Presently, the sisters teach 30 children ages 3 to 4, all from poor households. The class runs 7 to 11 a.m. After school, the children have lunch and then they go home. The purpose of the class is to teach the children how to greet adults; practice reading with letters; and how to sing songs. The sisters also teach them to recite the Hail Mary and Our Father, and to pray before the class as well as before meals.
The sisters help the 5-year-olds learn to read, write and do math to prepare them for first grade. Sister Stephan, who is in charge of this class, said that because most of the children are from families living in poverty, she does not ask them for their school fee, but only collects money for lunch.
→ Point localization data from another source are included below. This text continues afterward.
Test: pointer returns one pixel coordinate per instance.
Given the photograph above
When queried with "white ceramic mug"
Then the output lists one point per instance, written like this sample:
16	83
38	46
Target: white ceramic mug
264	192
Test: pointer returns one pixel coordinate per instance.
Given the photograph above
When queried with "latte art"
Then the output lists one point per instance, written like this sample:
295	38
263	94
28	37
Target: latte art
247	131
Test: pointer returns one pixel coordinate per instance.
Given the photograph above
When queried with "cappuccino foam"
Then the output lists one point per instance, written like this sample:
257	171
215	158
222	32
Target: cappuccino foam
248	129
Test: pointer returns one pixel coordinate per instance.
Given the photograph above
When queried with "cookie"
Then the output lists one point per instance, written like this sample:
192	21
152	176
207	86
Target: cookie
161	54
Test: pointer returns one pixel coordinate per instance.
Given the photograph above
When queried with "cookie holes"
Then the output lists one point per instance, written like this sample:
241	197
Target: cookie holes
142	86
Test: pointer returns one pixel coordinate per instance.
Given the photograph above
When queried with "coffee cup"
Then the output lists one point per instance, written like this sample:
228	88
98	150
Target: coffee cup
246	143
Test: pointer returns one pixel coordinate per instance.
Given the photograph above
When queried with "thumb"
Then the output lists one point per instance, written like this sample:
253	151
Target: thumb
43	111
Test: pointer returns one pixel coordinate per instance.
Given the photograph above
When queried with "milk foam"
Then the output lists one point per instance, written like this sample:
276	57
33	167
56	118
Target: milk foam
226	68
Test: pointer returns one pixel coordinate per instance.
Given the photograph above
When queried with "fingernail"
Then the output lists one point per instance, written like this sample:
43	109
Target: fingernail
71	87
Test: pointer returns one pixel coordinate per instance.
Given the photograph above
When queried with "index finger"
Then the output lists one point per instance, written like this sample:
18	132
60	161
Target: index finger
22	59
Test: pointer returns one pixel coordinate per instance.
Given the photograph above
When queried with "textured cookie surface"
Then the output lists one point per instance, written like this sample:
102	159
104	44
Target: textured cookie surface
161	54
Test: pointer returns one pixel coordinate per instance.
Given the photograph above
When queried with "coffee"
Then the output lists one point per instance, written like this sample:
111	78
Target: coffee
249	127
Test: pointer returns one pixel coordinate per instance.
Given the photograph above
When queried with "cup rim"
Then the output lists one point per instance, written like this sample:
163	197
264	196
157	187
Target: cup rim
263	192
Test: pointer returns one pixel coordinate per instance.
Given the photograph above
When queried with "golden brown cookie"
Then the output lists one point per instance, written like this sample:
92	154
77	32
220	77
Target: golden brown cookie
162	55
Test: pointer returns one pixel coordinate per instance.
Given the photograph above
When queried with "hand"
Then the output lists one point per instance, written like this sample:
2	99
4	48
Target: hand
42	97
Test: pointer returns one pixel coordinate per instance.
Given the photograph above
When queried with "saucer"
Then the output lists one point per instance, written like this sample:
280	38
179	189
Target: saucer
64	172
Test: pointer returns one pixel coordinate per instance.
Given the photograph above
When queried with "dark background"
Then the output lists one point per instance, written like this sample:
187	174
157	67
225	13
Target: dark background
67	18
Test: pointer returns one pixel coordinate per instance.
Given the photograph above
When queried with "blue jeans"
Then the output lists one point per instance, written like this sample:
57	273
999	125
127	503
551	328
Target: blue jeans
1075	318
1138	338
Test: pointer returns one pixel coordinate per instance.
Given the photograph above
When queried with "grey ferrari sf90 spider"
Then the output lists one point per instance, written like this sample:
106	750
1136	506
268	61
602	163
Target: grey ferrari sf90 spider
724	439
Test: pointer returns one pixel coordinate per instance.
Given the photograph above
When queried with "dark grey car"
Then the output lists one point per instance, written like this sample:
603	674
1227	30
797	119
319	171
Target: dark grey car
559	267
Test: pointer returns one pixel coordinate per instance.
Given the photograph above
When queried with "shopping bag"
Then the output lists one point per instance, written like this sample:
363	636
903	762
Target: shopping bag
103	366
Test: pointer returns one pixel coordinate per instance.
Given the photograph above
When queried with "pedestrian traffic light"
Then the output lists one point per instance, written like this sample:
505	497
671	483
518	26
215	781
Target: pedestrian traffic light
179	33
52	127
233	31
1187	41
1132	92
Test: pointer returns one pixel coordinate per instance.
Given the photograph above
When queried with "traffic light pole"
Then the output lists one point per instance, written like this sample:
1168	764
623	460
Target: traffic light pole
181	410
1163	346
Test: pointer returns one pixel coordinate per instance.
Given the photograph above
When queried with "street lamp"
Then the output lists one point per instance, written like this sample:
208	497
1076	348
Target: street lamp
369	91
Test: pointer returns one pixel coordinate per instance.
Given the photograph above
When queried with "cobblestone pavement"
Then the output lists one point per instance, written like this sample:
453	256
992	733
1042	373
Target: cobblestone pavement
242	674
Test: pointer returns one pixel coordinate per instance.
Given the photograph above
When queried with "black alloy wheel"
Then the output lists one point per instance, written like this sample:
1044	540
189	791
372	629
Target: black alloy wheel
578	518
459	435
According to the sisters, Duong Lang is a good place to evangelize the poor, especially the non-Catholics. Father Joseph, the parish priest, said that Duong Lang parish is a missionary parish. He really understands and sympathizes with the sisters’ plight in the missionary environment. Therefore, he voluntarily pays the monthly electric bill for the sisters’ water system. Sometimes he also organizes a free supermarket that provides salt, sugar, soy sauce, instant noodles and rice for the people living in poverty.
I met a Catholic man, 43 years old, coming to get water. I asked him, “How do you feel when you use the clean water?” He said that he was so happy and had no more worries because the clean water is safe for his family. Normally, he gets about five barrels of 20 liters of water a week for the four people in his family.
Next I interviewed a 35-year-old non-Catholic woman. She said that she was very grateful to the sisters and priests for giving free clean water to people who are not Catholic. Using this water, she feels that the health of her community, as well as her family, are protected — especially her children, who experienced less inflammatory bowel disease.
Clean water plays a very important role for the health of the community. We, sisters and priests are deeply thankful to the Conrad H. Hilton Fund for Sisters for supplying us with a water filter system so that we have a good chance not only to help the poor to good health but also to complete the mission of the church and that of our congregation in this missionary area. As the prophet Isaiah said: “All you who have no money or you who are thirsty, come and drink without paying money” (Isaiah 55: 1-3).
Mary Nguyen Thi Phuong Lan (Nguyen) is a Dominican Sister of the St. Rosa Lima congregation of the Sai Gon Archdiocese in Vietnam. After studying at universities in Vietnam and in Manila, Philippines, she worked in formation programs in Vietnam. Now, she is an English teacher for the Catholic college of the Xuan Loc Diocese in Vietnam, and a regular contributor to Global Sisters Report.